A safety 'kernel' that the AI cannot turn off enforces actions at runtime
This paper describes the Unfireable Safety Kernel, a separate safety module that runs outside an AI agent so the agent cannot bypass it. The authors argue that putting controls inside an agent’s own process—system prompts, output filters, and guardrail libraries—leaves those controls reachable and changeable by the agent. Their kernel is meant to be an architectural control: a last line of defense that checks and authorizes consequential actions as they happen.
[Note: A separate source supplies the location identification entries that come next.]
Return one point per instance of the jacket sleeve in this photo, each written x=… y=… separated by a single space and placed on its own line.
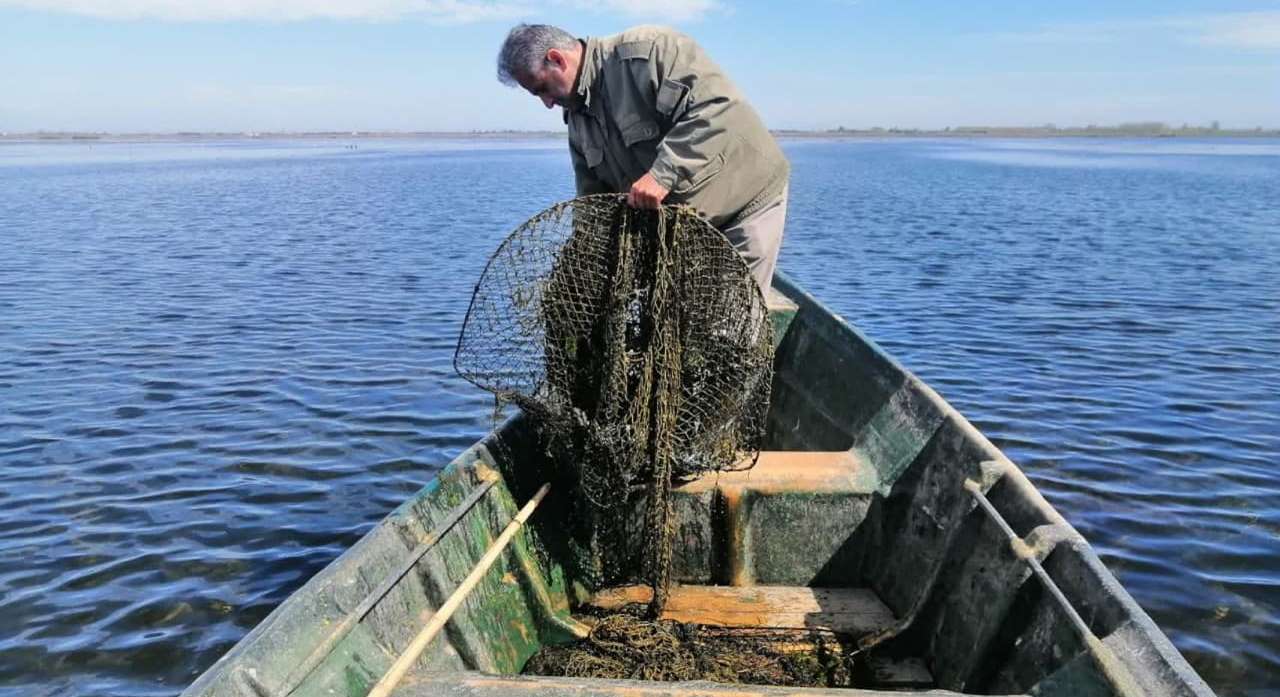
x=585 y=179
x=694 y=96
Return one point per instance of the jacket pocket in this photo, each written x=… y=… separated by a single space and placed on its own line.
x=639 y=131
x=670 y=96
x=709 y=170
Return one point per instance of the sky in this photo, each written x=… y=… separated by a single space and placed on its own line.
x=256 y=65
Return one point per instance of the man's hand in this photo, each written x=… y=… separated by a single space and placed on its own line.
x=647 y=193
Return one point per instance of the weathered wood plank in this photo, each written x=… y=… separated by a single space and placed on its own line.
x=853 y=611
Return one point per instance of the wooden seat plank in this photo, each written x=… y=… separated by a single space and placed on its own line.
x=854 y=611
The researchers first set out four properties an authorization layer must have to be truly out of reach of a controlled system. These are process separation (the safety code runs in a different process), pre-action enforcement on a structurally-only path (all actions must go through the kernel before they happen), fail-closed at both the request and system levels (if something goes wrong, the default is to refuse the action), and externalized signed evidence verifiable outside the controlled system’s trust boundary (audit records are cryptographically signed so others can check them). They call this layer execution-time AI alignment, distinct from training-time alignment methods such as Reinforcement Learning from Human Feedback (RLHF) or Constitutional AI, and from inference-time tools like prompts and filters.
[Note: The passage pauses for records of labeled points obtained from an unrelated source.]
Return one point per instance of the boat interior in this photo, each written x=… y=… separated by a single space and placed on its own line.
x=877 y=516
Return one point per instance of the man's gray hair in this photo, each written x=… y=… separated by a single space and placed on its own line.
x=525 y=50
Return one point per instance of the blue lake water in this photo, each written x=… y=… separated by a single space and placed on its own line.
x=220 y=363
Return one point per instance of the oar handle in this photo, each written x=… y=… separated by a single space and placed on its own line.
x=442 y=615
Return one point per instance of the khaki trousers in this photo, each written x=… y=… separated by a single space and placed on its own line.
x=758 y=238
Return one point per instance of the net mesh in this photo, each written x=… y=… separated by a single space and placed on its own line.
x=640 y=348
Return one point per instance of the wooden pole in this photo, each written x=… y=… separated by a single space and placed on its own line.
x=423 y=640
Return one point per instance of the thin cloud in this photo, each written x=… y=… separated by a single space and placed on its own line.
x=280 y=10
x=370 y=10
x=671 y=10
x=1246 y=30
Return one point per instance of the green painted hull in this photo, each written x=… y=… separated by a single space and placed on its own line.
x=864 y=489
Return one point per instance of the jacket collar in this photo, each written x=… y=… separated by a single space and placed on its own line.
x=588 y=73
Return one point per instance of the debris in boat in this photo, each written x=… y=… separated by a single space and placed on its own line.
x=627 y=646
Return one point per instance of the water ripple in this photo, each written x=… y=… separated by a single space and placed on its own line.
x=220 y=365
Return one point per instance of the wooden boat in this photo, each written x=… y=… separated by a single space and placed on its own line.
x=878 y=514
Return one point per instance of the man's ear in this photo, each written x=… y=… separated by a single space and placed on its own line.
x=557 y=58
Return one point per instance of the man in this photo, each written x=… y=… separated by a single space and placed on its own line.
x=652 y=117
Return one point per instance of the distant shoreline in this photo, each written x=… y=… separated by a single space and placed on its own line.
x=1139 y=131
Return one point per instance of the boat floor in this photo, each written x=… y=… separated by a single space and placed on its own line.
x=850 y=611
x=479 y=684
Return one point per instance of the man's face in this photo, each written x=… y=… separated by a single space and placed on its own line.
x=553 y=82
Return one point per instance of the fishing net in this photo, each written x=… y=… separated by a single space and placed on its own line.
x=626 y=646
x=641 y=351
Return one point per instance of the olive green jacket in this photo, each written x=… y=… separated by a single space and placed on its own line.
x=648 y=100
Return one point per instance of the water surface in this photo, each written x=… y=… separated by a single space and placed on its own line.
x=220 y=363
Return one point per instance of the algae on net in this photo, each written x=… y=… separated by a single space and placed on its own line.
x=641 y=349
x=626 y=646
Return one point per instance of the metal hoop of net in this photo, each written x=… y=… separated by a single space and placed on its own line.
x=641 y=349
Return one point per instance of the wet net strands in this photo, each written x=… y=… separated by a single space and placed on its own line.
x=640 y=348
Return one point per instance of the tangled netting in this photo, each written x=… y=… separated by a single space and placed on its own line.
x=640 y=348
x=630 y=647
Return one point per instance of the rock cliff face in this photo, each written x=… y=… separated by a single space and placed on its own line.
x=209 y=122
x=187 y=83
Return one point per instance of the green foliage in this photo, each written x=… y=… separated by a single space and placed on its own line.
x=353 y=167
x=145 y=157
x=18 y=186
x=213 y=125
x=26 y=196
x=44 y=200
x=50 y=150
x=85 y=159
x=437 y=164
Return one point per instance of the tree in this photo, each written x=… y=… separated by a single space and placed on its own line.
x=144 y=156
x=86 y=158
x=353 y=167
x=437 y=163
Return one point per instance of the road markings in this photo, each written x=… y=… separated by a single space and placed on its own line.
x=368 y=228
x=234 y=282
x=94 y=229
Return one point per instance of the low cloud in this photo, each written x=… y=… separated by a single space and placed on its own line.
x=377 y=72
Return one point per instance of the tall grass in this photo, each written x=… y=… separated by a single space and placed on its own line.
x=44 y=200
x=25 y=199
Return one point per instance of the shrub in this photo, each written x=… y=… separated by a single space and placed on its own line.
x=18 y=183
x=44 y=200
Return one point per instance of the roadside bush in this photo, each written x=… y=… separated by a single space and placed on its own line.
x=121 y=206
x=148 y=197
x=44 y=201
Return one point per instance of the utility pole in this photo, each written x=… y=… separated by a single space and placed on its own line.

They implemented a reference kernel in Rust. The design includes a four-seam defense-in-depth architecture and a “no-kernel, no-agent” lifecycle rule so the agent will not start without a reachable kernel. The system records decisions in an append-only transparency log signed with Ed25519 (a cryptographic signature scheme) under an operator key the kernel does not hold. The authors also applied formal checks: a mathematical check called an SMT theorem using the Z3 solver, and an exhaustive bounded-model check of the production decision function using the Kani tool (four verification harnesses, all passed). A disciplined migration from Python to Rust was validated by exact byte-equivalence on 1,000 deterministic fixtures and identical reject behavior for 17 adversarial test classes. The reference code is available under an Apache-2.0 license on GitHub.